For financial data or audit logs, set commitIntervalMs: 10 for near-real-time durability:
// Critical writes: journal acknowledged
collection.withWriteConcern(WriteConcern.JOURNALED)
.insertOne(auditDocument);
The Proof
After reducing checkpoint interval to 30 seconds:
| Metric | 60s checkpoint | 30s checkpoint |
|---|---|---|
| Dirty data per checkpoint | 80 MB | 40 MB |
| Checkpoint duration | 1.8s | 0.8s |
| Write p99 during checkpoint | 85ms | 45ms |
| Write p99 between checkpoints | 15ms | 15ms |
| Total checkpoint I/O per hour | 4.8 GB | 4.8 GB |
| Checkpoints per hour | 60 | 120 |
| Max recovery time | 60s | 30s |
Total checkpoint I/O per hour is the same (4.8 GB). The work is the same; it is just distributed in smaller batches.
The Trade-off
Shorter checkpoint intervals mean faster recovery after an unclean shutdown: MongoDB only needs to replay journal entries since the last checkpoint. At 30 seconds, recovery replays at most 30 seconds of writes. At 300 seconds, it replays 5 minutes.
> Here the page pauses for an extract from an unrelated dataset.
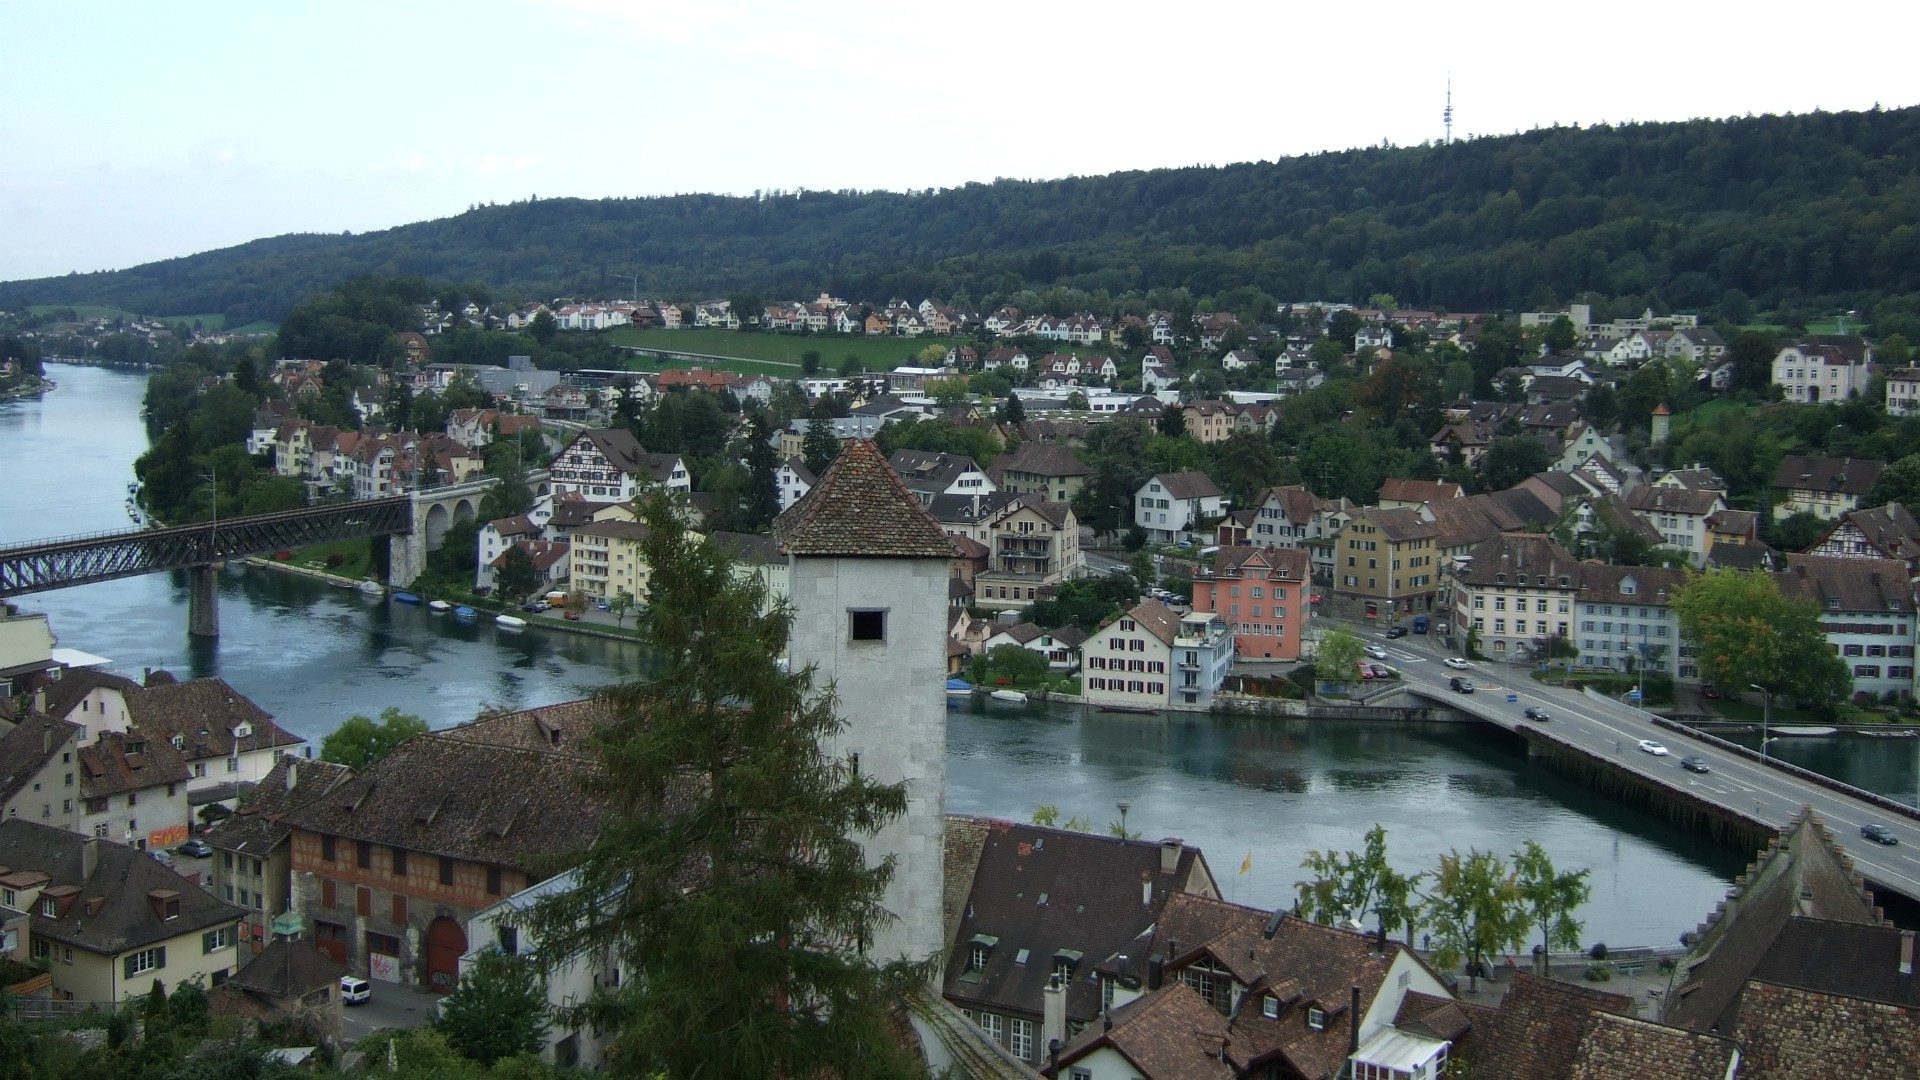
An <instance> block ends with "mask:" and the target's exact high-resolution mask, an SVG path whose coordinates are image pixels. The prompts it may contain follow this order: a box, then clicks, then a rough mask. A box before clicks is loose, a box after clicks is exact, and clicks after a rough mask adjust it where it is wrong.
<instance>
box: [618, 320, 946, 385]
mask: <svg viewBox="0 0 1920 1080" xmlns="http://www.w3.org/2000/svg"><path fill="white" fill-rule="evenodd" d="M607 340H611V342H612V344H620V346H645V348H668V350H685V352H699V354H707V356H726V357H735V359H741V361H758V365H756V367H747V365H745V363H743V365H737V367H735V365H726V367H728V369H730V371H743V373H753V375H787V377H793V375H799V367H801V354H804V352H808V350H812V352H818V354H820V367H822V369H824V371H833V369H837V367H839V365H841V363H843V361H845V359H847V357H849V356H851V357H856V359H858V361H860V363H864V365H866V369H868V371H891V369H895V367H899V365H902V363H914V356H916V354H918V352H920V350H924V348H927V346H929V344H943V346H948V348H952V346H960V344H968V342H970V338H933V336H925V338H864V336H862V338H837V336H808V334H758V332H735V331H714V329H685V331H641V329H636V327H620V329H614V331H607ZM649 367H651V363H649Z"/></svg>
But shorter intervals increase the metadata overhead. Each checkpoint updates the root page of every B-tree (every collection and index). With 50 collections and 200 indexes, that is 250 root page writes per checkpoint. At 120 checkpoints per hour (30s interval), that is 30,000 root page writes per hour. On SSD, this is negligible. On HDD, the seek overhead accumulates.
Journal sizing also matters. WiredTiger pre-allocates journal files in 100 MB chunks. With 2,000 writes/sec, journal throughput is approximately 2 MB/sec (after snappy compression). Each 100 MB journal file fills in 50 seconds. Journal files older than the last checkpoint are deleted. With a 30-second checkpoint interval, only 1-2 journal files exist at any time (100-200 MB). With a 300-second interval, 6-7 files exist (600-700 MB). On storage-constrained deployments, longer checkpoint intervals consume more journal disk space.